In the last few years, Graph Databases have become increasingly popular to capture information out of unstructured documents, such as scientific publications and technical reports. The main concepts identified within the sentences of the documents are usually represented as nodes of the graph, while the relationships across concepts are represented as edges between nodes. Such graphs provide the unique capability of generating novel information by navigating along the relationships across the nodes. As an example, consider a geological formation that in one report is associated with a lithology while in another report it is associated to a geological age. With graph navigation, one can then retrieve the information of both the lithology and the geological age of that formation, even if no publication ever reported the two pieces of information together. In this sense, we can speak about Knowledge Graphs, capable of generating knowledge out of the original information.

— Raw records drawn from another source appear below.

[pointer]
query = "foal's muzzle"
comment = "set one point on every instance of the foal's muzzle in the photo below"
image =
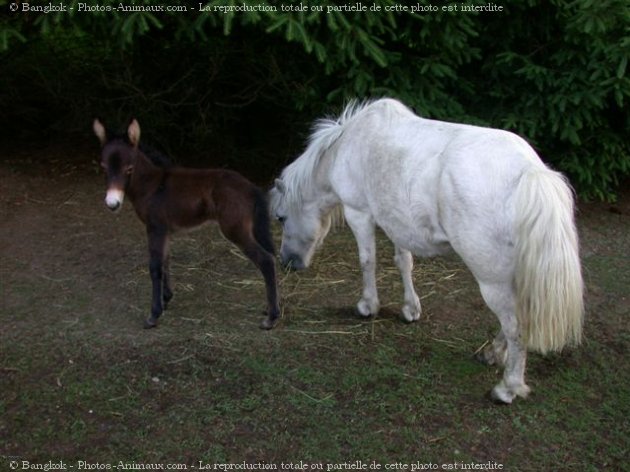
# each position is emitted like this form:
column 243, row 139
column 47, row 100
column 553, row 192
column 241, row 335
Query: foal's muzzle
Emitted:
column 114, row 199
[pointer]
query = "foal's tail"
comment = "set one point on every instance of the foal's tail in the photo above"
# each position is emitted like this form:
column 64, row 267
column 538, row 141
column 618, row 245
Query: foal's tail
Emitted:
column 548, row 277
column 262, row 225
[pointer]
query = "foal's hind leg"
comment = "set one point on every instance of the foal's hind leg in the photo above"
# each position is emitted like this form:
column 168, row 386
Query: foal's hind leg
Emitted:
column 411, row 309
column 167, row 294
column 265, row 262
column 157, row 248
column 500, row 299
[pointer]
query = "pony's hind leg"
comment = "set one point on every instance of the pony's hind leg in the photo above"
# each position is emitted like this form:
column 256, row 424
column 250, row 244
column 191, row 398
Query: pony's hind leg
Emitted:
column 495, row 353
column 500, row 299
column 411, row 309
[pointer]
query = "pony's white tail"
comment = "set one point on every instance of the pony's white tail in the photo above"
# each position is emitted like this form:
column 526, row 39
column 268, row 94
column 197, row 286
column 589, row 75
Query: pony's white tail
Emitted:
column 548, row 277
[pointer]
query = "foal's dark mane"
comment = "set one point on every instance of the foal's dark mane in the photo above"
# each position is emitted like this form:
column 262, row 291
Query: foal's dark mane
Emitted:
column 157, row 157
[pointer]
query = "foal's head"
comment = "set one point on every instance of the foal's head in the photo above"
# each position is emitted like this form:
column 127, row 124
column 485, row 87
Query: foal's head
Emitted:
column 118, row 157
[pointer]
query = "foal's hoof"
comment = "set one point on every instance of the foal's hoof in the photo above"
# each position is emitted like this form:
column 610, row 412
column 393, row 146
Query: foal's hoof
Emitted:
column 150, row 323
column 268, row 323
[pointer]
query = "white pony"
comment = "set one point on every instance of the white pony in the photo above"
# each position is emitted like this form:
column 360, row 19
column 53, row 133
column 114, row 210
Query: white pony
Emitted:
column 434, row 186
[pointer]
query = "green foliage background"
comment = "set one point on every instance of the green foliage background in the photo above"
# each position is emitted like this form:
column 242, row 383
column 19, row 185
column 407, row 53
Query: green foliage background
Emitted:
column 244, row 86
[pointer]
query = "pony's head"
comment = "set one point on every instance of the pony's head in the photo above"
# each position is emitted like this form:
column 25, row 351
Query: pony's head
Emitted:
column 305, row 224
column 118, row 157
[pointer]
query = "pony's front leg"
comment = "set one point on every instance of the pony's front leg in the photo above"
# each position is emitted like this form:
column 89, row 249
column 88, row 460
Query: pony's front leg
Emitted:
column 411, row 309
column 157, row 247
column 362, row 226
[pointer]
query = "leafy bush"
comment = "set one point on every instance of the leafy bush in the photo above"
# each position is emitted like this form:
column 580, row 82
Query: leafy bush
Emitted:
column 552, row 71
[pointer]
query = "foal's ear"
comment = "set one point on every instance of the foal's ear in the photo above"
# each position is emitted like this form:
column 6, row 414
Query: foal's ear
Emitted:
column 280, row 186
column 99, row 131
column 133, row 132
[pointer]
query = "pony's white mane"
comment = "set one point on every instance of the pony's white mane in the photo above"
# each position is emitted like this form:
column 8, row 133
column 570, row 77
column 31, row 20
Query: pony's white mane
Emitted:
column 299, row 176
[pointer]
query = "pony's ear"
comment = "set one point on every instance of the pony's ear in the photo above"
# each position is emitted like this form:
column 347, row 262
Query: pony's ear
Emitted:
column 99, row 131
column 133, row 132
column 280, row 186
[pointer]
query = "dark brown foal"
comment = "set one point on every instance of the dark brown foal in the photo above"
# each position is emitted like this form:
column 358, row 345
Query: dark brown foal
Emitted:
column 168, row 199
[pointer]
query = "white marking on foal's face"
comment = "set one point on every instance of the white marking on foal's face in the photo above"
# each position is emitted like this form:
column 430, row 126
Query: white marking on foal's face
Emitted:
column 114, row 199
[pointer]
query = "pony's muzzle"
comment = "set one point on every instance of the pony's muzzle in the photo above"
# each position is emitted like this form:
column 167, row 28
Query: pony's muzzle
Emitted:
column 114, row 199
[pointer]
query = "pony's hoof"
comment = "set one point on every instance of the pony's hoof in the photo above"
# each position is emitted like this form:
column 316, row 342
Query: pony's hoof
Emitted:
column 268, row 323
column 367, row 308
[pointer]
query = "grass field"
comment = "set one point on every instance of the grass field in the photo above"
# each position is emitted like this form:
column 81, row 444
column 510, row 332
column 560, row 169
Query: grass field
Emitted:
column 82, row 381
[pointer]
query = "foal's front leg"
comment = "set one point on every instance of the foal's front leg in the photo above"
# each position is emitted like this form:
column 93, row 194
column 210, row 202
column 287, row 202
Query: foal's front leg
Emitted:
column 362, row 226
column 157, row 247
column 412, row 308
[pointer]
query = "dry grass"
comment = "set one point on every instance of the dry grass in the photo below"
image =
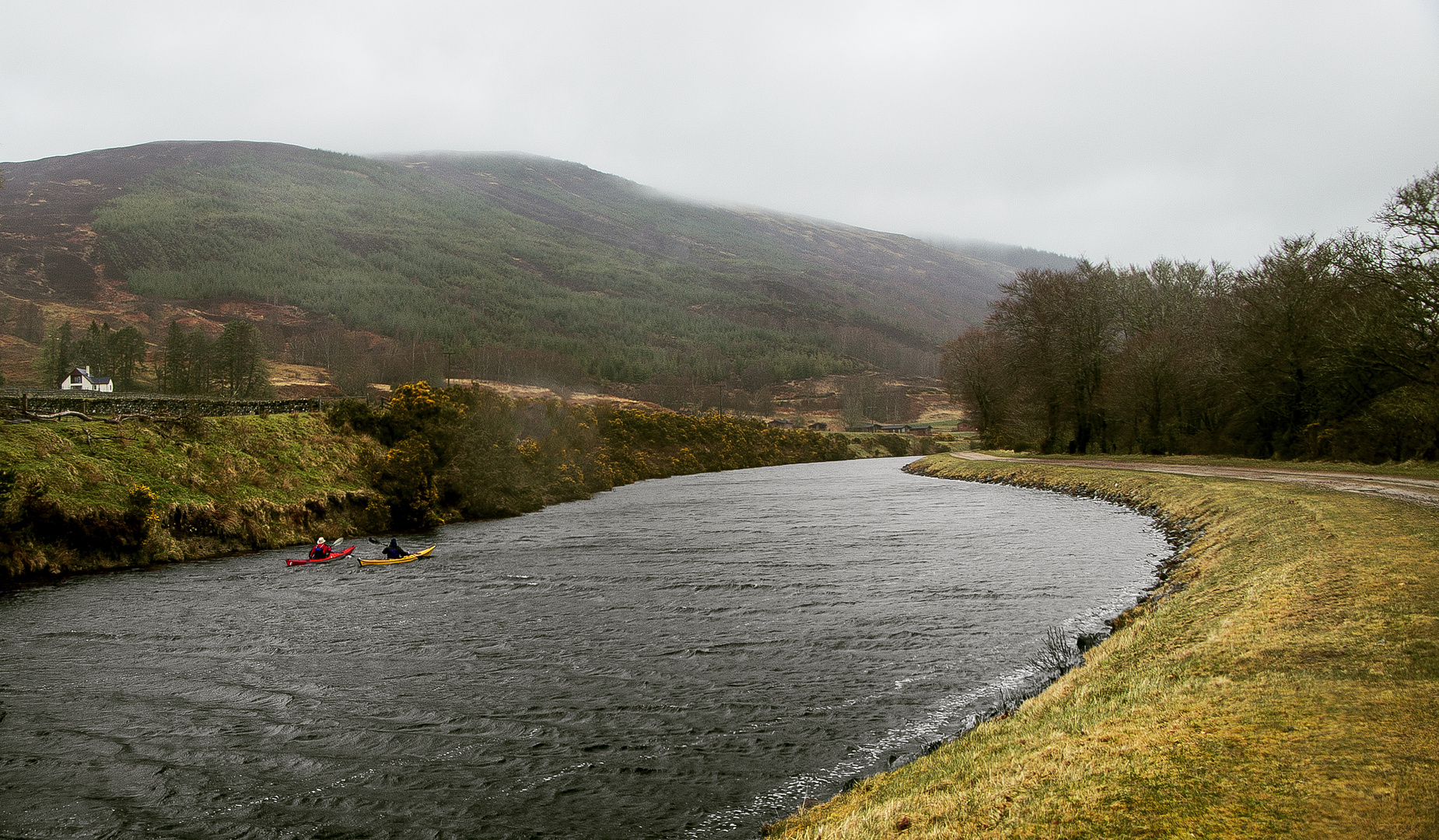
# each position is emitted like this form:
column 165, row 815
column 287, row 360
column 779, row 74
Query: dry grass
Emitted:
column 282, row 458
column 1412, row 469
column 1285, row 687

The paper reports the joint effort by IBM and Eni to develop a fully configurable and flexible environment where Knowledge Graphs can be generated and navigated to exploit the knowledge embedded in geological papers and magazines. The nodes of the Knowledge Graph are created by using a number of Annotators, i.e. software that can automatically identify the relevant geological concepts within the paragraphs of the documents by exploiting a variety of algorithms, spanning from Natural Language Understanding, dictionaries and ontologies up to machine learning methods. The edges of the Knowledge Graphs are created by using a number of Relationship Aggregators, i.e. software that can automatically link to each other the concepts identified by the Annotators. Annotators and Aggregators can be graphically configured by the users in a "Data Flow", i.e. a processing pipeline that applies them in the desired order to generate the final Knowledge Graph.
The powerful query engine of the Knowledge Graph allows to perform parallel traversal of the graph on top of an HPC architecture. The query can be designed graphically by specifying a workflow, i.e. a number of traversal steps across the graph. The paper shows a number of practical examples where complex geological queries are executed, such as retrieving the main information about the Petroleum System Events of a basin, e.g. the formations acting as source, seal, reservoir, together with their lithologies and geological ages.